While many, particularly dryland farmers, are hoping the rain comes soon to get those crops growing, it is still too early to tell whether or not the lack of rain is going to be problematic.
Alberta Environment’s water supply outlook for May indicated below average mountain runoff for Milk River/Eastern Crossing for March through September.
For the Oldman River basin, the report showed below average for Belly River, Waterton River, and Oldman River at Lethbridge for the same period.
As well, the mountain snowpack as of May 1 was recorded as being much below average for the Oldman River basin and below average for the Bow River basin.
The report also stated that the early melt is indicative of conditions similar to 2005 in southern Alberta.
John Pomeroy, who studies snowpack has said that “the one implication for the (early melt continuing) is that we don’t have a lot of water storage across Alberta. It could create some water storage problems.”
Water allocations for St. Mary’s River irrigators has been set at 16 inches for the 2015 season, just slightly below the average yearly allocation of 18 inches.
Terrence Lazarus, SMRID general manager said it is too early yet to use the ‘D-word’, as there may be a lot of precipitation on the way in the coming weeks.
“Yes, we are under weak El Nino conditions right now, but a lot could still happen and I wouldn’t use the drought word until the second week of June,” said Lazarus.
Some forecasts expect El Nino to strengthen this fall and persist through next winter and spring.
Senior climatologist for Environment Canada, David Phillips said while there are no guarantees with their forecasts, he is confident that Alberta will experience a hot prairie summer.
What comes weather-wise from now until mid-June will be determining factors on whether or not to drop the D-word. No producer wants to see a drought, but most if not all prepare for it with their drought risk management plans; which include strategies that reduce the effects of drought.

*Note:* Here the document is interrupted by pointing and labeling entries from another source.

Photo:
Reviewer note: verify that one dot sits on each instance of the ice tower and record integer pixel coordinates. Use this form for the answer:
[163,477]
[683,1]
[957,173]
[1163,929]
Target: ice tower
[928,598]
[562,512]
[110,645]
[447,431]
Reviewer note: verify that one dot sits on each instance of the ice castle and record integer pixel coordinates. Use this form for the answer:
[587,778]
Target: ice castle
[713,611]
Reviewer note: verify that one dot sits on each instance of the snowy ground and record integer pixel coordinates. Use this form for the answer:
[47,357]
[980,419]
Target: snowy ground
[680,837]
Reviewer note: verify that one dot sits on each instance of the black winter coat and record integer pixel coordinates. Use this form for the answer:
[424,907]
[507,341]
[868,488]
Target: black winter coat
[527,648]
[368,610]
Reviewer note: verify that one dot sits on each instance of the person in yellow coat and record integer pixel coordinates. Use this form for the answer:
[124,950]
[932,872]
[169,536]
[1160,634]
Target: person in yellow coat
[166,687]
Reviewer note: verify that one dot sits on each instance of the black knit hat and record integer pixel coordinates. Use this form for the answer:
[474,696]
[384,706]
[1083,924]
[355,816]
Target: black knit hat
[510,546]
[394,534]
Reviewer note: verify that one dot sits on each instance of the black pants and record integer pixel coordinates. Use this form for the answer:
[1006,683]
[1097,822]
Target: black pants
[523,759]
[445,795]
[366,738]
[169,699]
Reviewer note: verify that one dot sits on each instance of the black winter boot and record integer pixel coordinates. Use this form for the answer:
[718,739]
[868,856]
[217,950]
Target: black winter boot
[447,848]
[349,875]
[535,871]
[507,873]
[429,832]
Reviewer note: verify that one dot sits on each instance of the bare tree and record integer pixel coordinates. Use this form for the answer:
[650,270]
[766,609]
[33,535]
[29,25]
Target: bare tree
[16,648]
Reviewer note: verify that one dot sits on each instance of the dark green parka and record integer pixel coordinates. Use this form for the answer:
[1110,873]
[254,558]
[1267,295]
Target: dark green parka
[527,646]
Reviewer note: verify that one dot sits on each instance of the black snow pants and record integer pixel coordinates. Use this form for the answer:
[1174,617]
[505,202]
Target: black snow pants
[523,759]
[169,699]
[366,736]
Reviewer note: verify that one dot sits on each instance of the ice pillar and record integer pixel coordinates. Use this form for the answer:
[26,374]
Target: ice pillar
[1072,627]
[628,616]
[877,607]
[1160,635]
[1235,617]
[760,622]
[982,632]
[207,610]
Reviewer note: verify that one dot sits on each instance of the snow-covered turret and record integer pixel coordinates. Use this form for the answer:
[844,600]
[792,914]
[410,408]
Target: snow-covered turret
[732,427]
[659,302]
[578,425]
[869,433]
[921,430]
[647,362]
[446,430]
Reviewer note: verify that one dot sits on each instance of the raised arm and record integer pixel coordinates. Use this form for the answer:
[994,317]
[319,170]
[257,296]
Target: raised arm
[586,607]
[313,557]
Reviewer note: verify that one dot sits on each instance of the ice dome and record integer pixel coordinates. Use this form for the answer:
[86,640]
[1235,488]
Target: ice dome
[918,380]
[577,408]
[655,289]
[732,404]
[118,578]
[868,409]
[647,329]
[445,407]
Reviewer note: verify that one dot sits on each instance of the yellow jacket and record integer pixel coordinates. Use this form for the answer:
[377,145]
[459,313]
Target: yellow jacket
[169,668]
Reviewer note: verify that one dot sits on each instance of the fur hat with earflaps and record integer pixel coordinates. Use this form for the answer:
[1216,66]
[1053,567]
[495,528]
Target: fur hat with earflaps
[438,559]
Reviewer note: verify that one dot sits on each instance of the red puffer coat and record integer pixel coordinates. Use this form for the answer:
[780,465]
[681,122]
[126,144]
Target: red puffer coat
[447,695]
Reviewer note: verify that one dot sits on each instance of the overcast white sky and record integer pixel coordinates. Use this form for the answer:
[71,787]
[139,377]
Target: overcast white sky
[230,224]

One dry season is usually fairly easily managed, but should the drought last over two or more seasons, the low water supply not only includes those in the agriculture business, but also municipalities, recreational facilities, fisheries, and transportation; not to mention the individuals who would likely be placed on water restrictions.
It may be too early to know for certain what will transpire over the next few weeks and months, but many folks out there are already looking at water levels in local rivers and keeping an eye on the sky hoping the clouds will drop some moisture on their fields.